What were the results of the experiment? Level of return of ROSC, there were no significant differences, 9 out of 10 pigs in the group hands-on have returned to live compared to 8 of 10 in the second group. But, as stated by the authors themselves, this excellent result in both groups may be due to the minimum delay (only 7 minutes of VF) before they started resuscitation procedures. Perhaps, with the rescue time more dilated, the differences would have been greater.
Instead, what has impressed the authors is that hands-off group in the RCP were discontinued in 8.2% of the time versus 0.8% in the group hands-on. Since the interruption of CPR lead to a fall in coronary perfusion pressure and, before it returns to acceptable levels is necessary to "waste" a number of new CPR, this has resulted in the recovery time of this pressure (and therefore time CPR wasted) much smaller in hands-on group (1.9% of the time) than the hands-off (6.3%).
This has resulted in a peak concentration of lactate , after the return of ROSC, only 5 minutes in the group hands-on against more than two hours of hands-off group that symptom perfusion during CPR was much better in the first that in the second group.
With regard to the potential hazards to rescuers, this experiment showed that no operator, including those in the group hands-on, in the least warned the defibrillator will the Holter ECG that were set in order to assess their potential danger in heart rhythm rescuers have never detected any irregular or problematic nature of electricity.
For this reason, at the conclusion of the article, Neumann et al, recommend the following checklist for the use of an approach of CPR uninterrupted even during the discharge of the AED.
- If you're wearing polyethylene gloves
- if the defibrillator is biphasic
- if the plates of the defibrillator are self-adhesive and the outer part is covered with non-conductive material
- if the electrodes make good contact with the patient's skin
- if there are additional elements of danger (bodily fluids, rain, conductive surfaces)
then it is possible to think of a hands-on approach to the patient in cardiopulmonary arrest.

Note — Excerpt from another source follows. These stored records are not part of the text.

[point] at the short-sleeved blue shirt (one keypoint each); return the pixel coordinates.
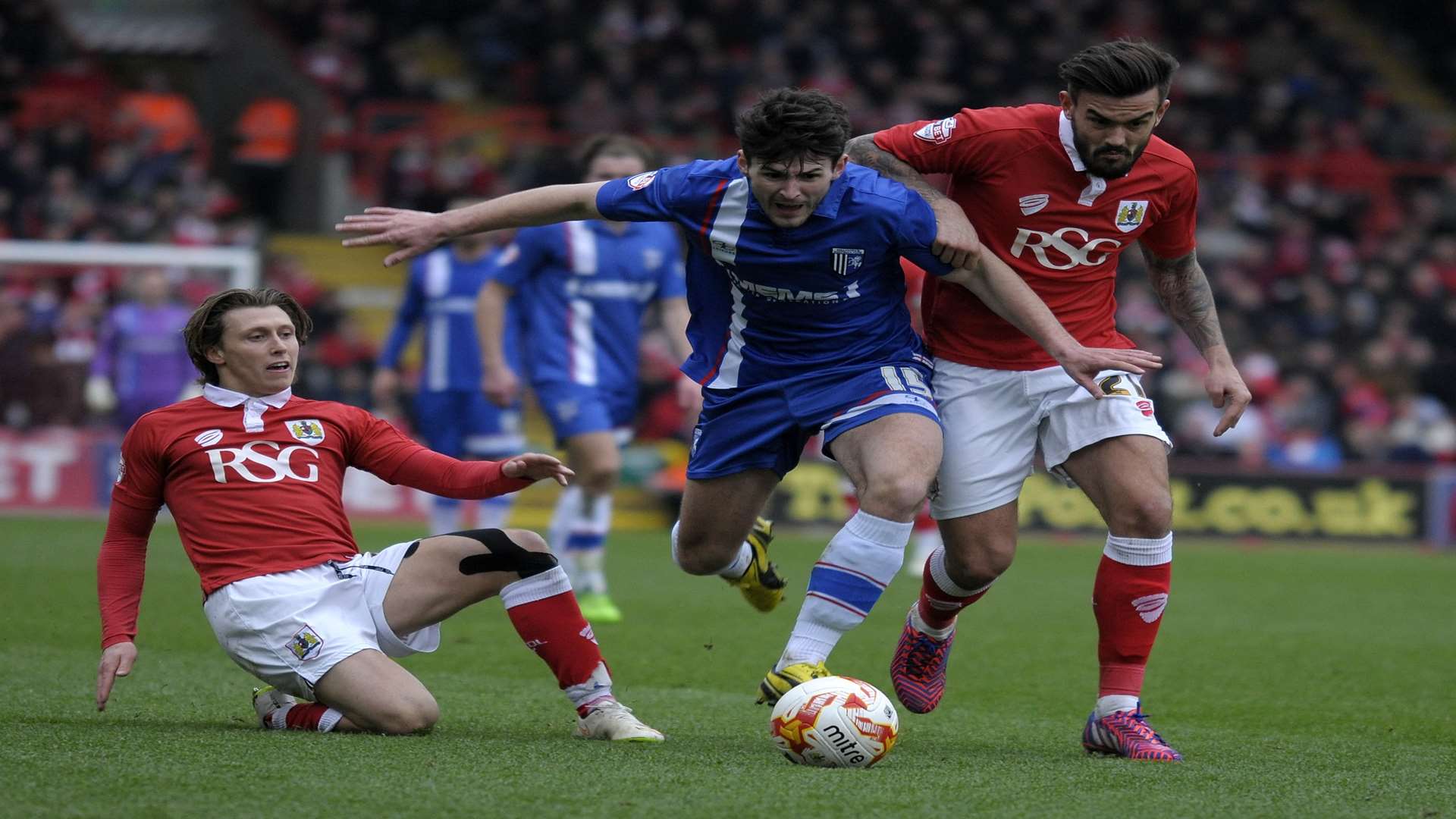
(770, 303)
(582, 290)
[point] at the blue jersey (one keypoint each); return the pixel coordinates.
(582, 290)
(441, 292)
(772, 303)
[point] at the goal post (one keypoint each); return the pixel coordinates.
(242, 264)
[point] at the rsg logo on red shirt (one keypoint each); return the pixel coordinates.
(1084, 253)
(270, 468)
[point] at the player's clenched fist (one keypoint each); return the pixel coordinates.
(115, 661)
(413, 231)
(538, 466)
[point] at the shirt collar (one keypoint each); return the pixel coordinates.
(224, 397)
(1097, 186)
(1065, 130)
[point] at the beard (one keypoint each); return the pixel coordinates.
(1109, 165)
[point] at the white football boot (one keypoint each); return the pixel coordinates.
(268, 700)
(615, 722)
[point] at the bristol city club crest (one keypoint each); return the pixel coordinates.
(1130, 215)
(846, 260)
(309, 431)
(306, 643)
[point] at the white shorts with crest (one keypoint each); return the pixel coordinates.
(290, 629)
(995, 422)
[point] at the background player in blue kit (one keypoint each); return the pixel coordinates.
(450, 411)
(582, 287)
(799, 325)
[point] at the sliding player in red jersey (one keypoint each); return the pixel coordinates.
(1059, 194)
(254, 477)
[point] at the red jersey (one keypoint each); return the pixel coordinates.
(1021, 183)
(256, 488)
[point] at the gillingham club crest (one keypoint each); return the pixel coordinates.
(309, 431)
(1130, 215)
(846, 260)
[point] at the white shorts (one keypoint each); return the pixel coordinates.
(995, 420)
(290, 629)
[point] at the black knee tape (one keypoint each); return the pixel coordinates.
(504, 556)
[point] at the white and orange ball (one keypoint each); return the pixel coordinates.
(835, 722)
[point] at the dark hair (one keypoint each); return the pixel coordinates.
(204, 330)
(1123, 67)
(791, 123)
(613, 145)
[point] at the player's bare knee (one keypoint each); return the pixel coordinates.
(528, 539)
(897, 497)
(1147, 516)
(519, 551)
(976, 567)
(699, 554)
(406, 716)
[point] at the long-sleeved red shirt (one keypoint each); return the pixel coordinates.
(255, 485)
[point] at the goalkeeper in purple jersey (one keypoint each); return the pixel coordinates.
(799, 328)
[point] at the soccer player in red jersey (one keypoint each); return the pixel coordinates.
(254, 479)
(1057, 193)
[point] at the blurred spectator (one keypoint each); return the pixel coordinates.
(268, 136)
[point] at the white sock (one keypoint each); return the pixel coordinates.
(590, 570)
(856, 566)
(1114, 703)
(280, 717)
(1139, 551)
(922, 544)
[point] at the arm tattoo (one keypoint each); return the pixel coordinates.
(862, 150)
(1183, 289)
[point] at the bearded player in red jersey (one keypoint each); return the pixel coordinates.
(254, 479)
(1059, 194)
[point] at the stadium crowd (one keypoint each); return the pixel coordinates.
(1327, 212)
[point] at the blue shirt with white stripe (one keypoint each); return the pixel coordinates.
(582, 289)
(441, 292)
(769, 302)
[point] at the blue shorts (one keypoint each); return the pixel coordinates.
(576, 409)
(766, 426)
(463, 422)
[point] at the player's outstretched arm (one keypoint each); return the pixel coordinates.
(416, 232)
(115, 661)
(536, 466)
(956, 240)
(1184, 292)
(1003, 292)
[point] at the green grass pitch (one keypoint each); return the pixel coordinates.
(1296, 681)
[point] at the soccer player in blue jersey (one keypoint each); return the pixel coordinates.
(799, 327)
(582, 287)
(450, 411)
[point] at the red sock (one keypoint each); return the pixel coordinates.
(938, 607)
(555, 630)
(1128, 605)
(305, 716)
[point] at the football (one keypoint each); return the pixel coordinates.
(835, 722)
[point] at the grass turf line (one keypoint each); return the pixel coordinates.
(1296, 682)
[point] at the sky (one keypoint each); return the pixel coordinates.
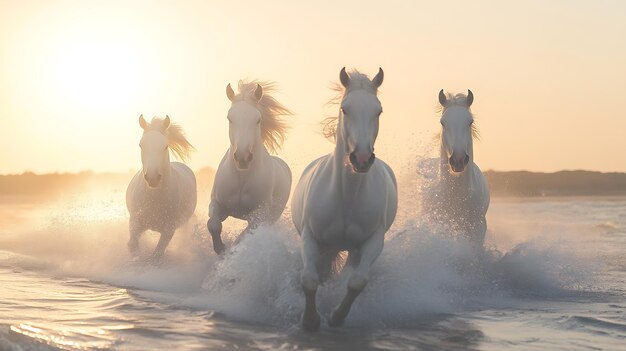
(548, 77)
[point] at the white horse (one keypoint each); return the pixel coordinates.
(464, 195)
(162, 196)
(251, 184)
(346, 200)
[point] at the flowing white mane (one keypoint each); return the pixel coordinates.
(273, 126)
(459, 99)
(176, 140)
(358, 81)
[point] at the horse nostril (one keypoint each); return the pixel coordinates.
(353, 158)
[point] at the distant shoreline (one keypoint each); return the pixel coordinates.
(513, 184)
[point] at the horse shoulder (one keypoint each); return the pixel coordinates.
(133, 193)
(481, 186)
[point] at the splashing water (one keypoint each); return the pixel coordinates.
(428, 280)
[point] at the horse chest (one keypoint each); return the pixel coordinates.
(243, 197)
(342, 227)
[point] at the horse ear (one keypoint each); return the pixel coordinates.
(378, 80)
(142, 123)
(344, 78)
(443, 100)
(258, 92)
(230, 93)
(470, 98)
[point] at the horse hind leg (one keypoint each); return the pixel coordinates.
(310, 320)
(214, 225)
(164, 240)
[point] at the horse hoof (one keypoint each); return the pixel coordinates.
(133, 247)
(219, 248)
(311, 323)
(335, 320)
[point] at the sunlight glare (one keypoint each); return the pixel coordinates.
(95, 74)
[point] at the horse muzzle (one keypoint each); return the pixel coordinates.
(362, 161)
(458, 162)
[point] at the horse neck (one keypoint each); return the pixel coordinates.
(261, 157)
(463, 180)
(344, 178)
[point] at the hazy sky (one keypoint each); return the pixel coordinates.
(549, 77)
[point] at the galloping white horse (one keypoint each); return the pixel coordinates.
(251, 184)
(464, 195)
(162, 196)
(346, 200)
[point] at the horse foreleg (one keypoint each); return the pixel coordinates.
(135, 232)
(214, 225)
(370, 251)
(164, 240)
(310, 280)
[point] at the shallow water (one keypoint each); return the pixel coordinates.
(553, 277)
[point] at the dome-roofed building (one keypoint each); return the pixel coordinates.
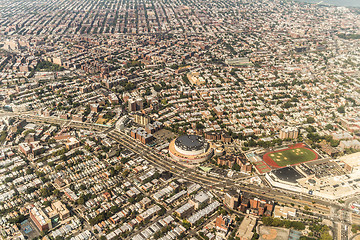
(190, 149)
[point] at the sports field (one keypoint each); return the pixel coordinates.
(296, 154)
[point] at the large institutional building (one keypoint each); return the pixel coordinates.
(190, 149)
(289, 132)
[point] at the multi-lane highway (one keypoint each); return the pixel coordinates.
(216, 183)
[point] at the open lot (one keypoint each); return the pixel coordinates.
(295, 154)
(273, 233)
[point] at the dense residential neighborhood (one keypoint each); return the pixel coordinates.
(180, 119)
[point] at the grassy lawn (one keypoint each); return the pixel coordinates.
(292, 156)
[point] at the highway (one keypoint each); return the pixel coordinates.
(216, 183)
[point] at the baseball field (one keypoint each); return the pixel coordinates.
(295, 154)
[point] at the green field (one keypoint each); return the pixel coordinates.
(292, 156)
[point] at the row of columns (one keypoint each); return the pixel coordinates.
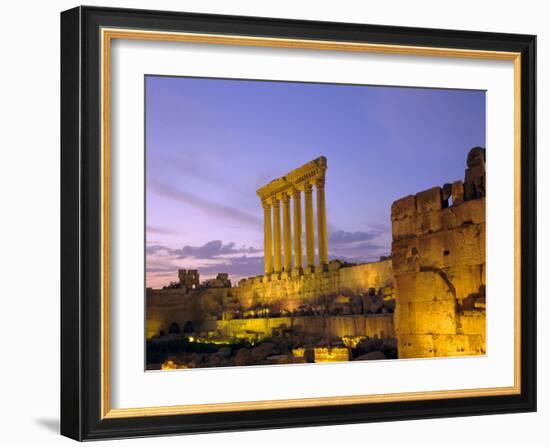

In the face of everything, always and forever in 2012 in the Journal of the American Heart Association comes out of an editorial from the emblematic title "Hands-on defibrillation, the end of" I'm clear, You're Clear, We're all Clear? ", written by Richard E. Kerber, from which I took the title of this article, which further emphasizes the interesting and impressive results of the experiments of Lloyd and Neumann but stresses the need for further study, perhaps leading time beginning of a BLS from 7 to 15 minutes to see if this lengthening of aid affects the return of ROSC between patients treated with a hands-on approach compared to those treated with a hands-off approach.
On the other hand, the editorial emphasizes again the need to focus attention on the primary safety conditions because of the rescuer, it is true that under the conditions of these experiments, the resistance offered by the rescuer to the passage of current were optimal (gloves latex, no presence of fluids or metal surfaces) shall also be true that often the real situation may not be as optimal and eventual passage of current through the body by a larger amount of the rescuer may have adverse effects.
The editorial closes with the following question. At present, we are ready to consider a revision of the guidelines for introducing the non-interruption of CPR during the discharge of the AED? The answer to that is obviously the author, on the basis of current knowledge, bad as they are obviously needed further investigation about the safety of this procedure for the rescuer and a clear decrease in the effective study of risk / benefit ratio in favor of this new approach.
As they say in these cases, who will live, will see.